Factoring Reminder (appears on every test!)
- Always pull out a GCF first.
- If repeated identical binomials appear, write them as a single factor raised to a power; it prevents you from missing the correct multiplicity.
Example
x(36 - 36x + 9x^2) \;\to\; x(6 - 3x)^2
→ zeros at x=0 (mult 1) and x=2 (mult 2).
Rational Functions – Holes & Vertical Asymptotes (VAs)
Same overall theme: factor first.
Step-by-step algorithm
- Factor numerator & denominator completely.
- Cancel any identical factors.
• Each factor that cancels ⇒ a hole (removable discontinuity).
Set that factor = 0 to get x-coordinate of the hole. - After canceling, whatever factors remain in the denominator ⇒ vertical asymptotes.
Set each remaining factor = 0; write answers as x = \text{constant}. - Anything that is neither a hole nor a VA is part of the domain.
Key notes
- You can only cancel whole factors (multiplication). Addition/subtraction inside a denominator locks the terms together.
- Both holes & VAs are domain restrictions; holes are removable, VAs are non-removable.
Example 1
\frac{x(x-1)}{x(x-1)(x-1)} → an x cancels.
- Hole: factor x=0.
- Remaining denom (x-1)^2 ⇒ VA at x=1.
Example 2
\frac{x+4}{x^2-2x} = \frac{x+4}{x(x-2)} (already factored)
- No common factor with numerator ⇒ no hole.
- Denominator pieces x=0,\;x=2 ⇒ VAs at x=0, x=2.
Example 3
\frac{(x+3)(x-5)}{(x+3)(x^2+19)}
- Factor x+3 cancels ⇒ hole at x=-3.
- Remaining denom x^2+19.
Solving x^2+19=0 ⇒ x=\pm\sqrt{-19}=\pm i\sqrt{19} (imaginary).
Non-real ⇒ no real VA.
Horizontal Asymptotes (HAs) – Three Memorize-Me Rules
Let n = degree (largest exponent) of numerator, m = degree of denominator.
- If n < m (top smaller than bottom) → \boxed{y = 0}.

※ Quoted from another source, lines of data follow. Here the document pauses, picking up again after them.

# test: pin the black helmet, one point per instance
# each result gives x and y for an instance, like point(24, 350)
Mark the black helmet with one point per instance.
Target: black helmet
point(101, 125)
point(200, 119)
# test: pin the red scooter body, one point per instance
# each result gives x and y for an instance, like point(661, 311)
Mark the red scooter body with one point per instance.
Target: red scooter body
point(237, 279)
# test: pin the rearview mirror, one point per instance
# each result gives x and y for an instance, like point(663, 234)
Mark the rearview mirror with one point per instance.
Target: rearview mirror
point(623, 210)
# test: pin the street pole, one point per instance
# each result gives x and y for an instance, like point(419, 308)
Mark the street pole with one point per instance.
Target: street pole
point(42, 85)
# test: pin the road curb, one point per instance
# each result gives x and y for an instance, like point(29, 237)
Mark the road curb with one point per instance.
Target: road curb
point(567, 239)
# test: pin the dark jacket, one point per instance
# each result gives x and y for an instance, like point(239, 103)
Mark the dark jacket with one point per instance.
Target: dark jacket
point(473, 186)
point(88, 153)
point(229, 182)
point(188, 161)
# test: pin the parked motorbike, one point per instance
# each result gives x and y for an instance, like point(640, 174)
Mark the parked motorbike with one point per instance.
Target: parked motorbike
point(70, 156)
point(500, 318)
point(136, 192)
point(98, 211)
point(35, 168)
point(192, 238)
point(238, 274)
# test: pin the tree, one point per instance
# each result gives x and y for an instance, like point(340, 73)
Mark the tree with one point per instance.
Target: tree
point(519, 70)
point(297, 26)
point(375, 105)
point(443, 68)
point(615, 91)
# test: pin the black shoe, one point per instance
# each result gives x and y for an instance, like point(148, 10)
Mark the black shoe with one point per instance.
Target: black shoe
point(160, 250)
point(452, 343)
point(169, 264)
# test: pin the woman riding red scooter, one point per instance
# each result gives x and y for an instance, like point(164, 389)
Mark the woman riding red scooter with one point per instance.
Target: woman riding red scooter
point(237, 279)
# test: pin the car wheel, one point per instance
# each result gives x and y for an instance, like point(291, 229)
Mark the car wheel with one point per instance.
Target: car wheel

- If n = m → divide the leading coefficients:
\displaystyle y = \frac{an}{bm}. - If n > m (top bigger than bottom) → \boxed{\text{None}} (graph may have an oblique/slant asymptote, not tested here).
Remember:
- Horizontal lines are written y = …, vertical lines x = ….
Quick checks
- \dfrac{6x+1}{x^2-4} → degrees 1 vs 2 → top smaller → y=0.
- \dfrac{14x^2+9}{7x^2-5x+1} → degrees equal (2 vs 2) → divide leading coefficients 14/7=2 → y=2.
- \dfrac{x^3-1}{x-4} → 3 vs 1 → top bigger → no horizontal asymptote.
Miscellaneous Connections & Test Tips
- Increasing vs. Decreasing behavior ties back to the sign of the leading coefficient for odd-degree polynomials (positive → rises to the right, negative → falls).
- ACT/SAT often swap the words “zeros,” “roots,” “x-intercepts,” “solutions” interchangeably – they all mean plug y=0.
- Horizontal vs. vertical asymptote equations must include the independent variable: write “y=…” or “x=…,” never just the number.
- Multiple-choice items frequently list all four verbs (fall/rise left/right). Read every word before selecting — one inversion changes the answer.
- Much of this unit is memorization; flash-card charts for end-behavior and asymptote rules are strongly recommended.